Guo Jun-tao, Ellrott Kyle, Chung Won Jae, Xu Dong, Passovets Serguei, Xu Ying
Department of Biochemistry and Molecular Biology, University of Georgia, Athens, GA 30606, USA.
Nucleic Acids Res. 2004 Jul 1;32(Web Server issue):W522-5. doi: 10.1093/nar/gkh414.

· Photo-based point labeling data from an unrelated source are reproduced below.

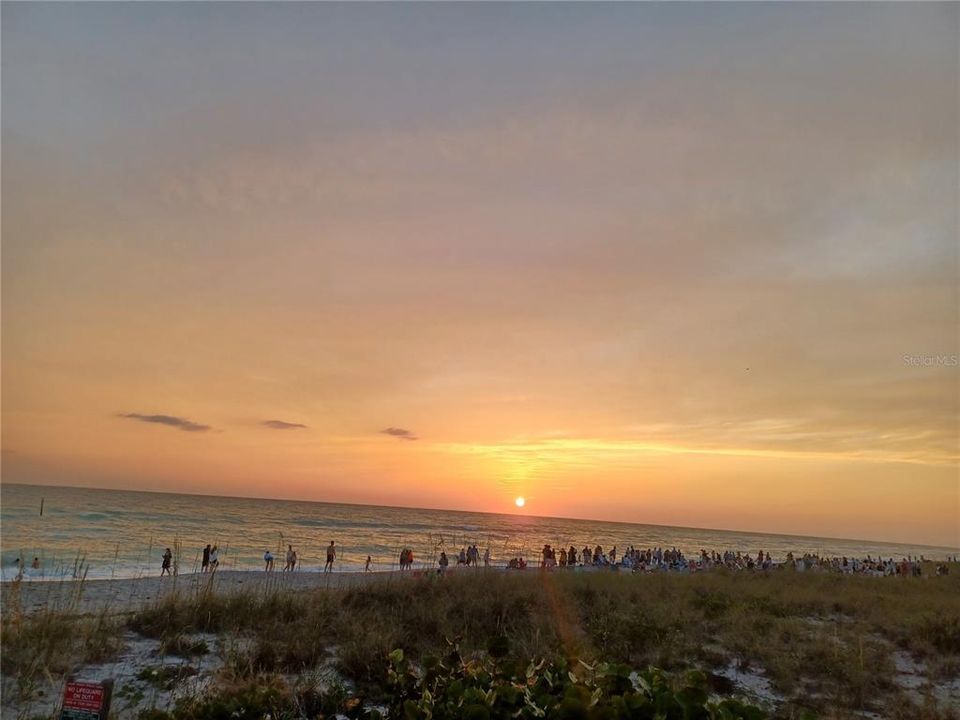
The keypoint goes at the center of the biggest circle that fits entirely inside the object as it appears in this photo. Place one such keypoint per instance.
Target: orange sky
(689, 265)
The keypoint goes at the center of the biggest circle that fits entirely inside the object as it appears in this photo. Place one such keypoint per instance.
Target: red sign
(83, 696)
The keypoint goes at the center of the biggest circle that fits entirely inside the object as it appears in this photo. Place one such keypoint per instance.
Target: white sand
(126, 595)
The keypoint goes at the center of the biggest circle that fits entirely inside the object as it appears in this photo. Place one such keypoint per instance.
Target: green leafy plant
(487, 688)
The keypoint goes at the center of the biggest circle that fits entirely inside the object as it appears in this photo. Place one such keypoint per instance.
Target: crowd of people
(661, 559)
(632, 559)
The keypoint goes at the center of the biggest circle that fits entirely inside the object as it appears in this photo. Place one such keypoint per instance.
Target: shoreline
(124, 595)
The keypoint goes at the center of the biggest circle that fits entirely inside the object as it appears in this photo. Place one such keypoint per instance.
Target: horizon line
(482, 512)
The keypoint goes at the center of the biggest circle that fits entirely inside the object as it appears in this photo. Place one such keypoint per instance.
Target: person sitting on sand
(331, 556)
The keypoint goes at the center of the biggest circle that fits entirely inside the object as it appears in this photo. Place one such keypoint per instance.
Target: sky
(681, 264)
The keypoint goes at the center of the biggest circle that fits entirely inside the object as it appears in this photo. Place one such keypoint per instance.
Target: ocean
(122, 534)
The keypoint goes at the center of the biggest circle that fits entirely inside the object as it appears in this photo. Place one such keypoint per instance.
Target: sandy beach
(128, 594)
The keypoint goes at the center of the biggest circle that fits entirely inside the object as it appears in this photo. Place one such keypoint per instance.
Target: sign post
(86, 701)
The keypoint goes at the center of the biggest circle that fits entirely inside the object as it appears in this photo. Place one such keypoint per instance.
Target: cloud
(171, 420)
(400, 433)
(281, 425)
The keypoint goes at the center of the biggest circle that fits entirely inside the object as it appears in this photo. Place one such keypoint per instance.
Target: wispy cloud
(169, 420)
(282, 425)
(400, 433)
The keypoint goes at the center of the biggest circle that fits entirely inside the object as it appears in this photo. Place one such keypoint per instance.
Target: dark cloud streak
(281, 425)
(399, 433)
(169, 420)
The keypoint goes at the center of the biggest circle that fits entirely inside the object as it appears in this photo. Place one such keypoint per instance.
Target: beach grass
(824, 643)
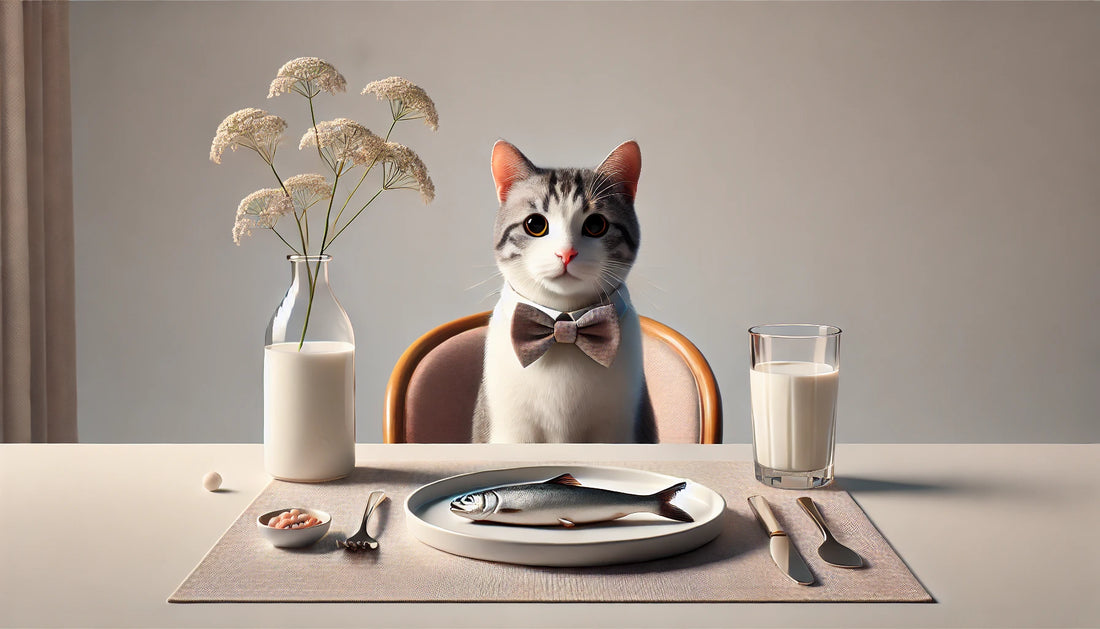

Knowledge of the detailed structure of a protein is crucial to our understanding of the biological functions of that protein. The gap between the number of solved protein structures and the number of protein sequences continues to widen rapidly in the post-genomics era due to long and expensive processes for solving structures experimentally. Computational prediction of structures from amino acid sequence has come to play a key role in narrowing the gap and has been successful in providing useful information for the biological research community. We have developed a prediction pipeline, PROSPECT-PSPP, an integration of multiple computational tools, for fully automated protein structure prediction. The pipeline consists of tools for (i) preprocessing of protein sequences, which includes signal peptide prediction, protein type prediction (membrane or soluble) and protein domain partition, (ii) secondary structure prediction, (iii) fold recognition and (iv) atomic structural model generation. The centerpiece of the pipeline is our threading-based program PROSPECT. The pipeline is implemented using SOAP (Simple Object Access Protocol), which makes it easier to share our tools and resources. The pipeline has an easy-to-use user interface and is implemented on a 64-node dual processor Linux cluster. It can be used for genome-scale protein structure prediction. The pipeline is accessible at http://csbl.bmb.uga.edu/protein_pipeline.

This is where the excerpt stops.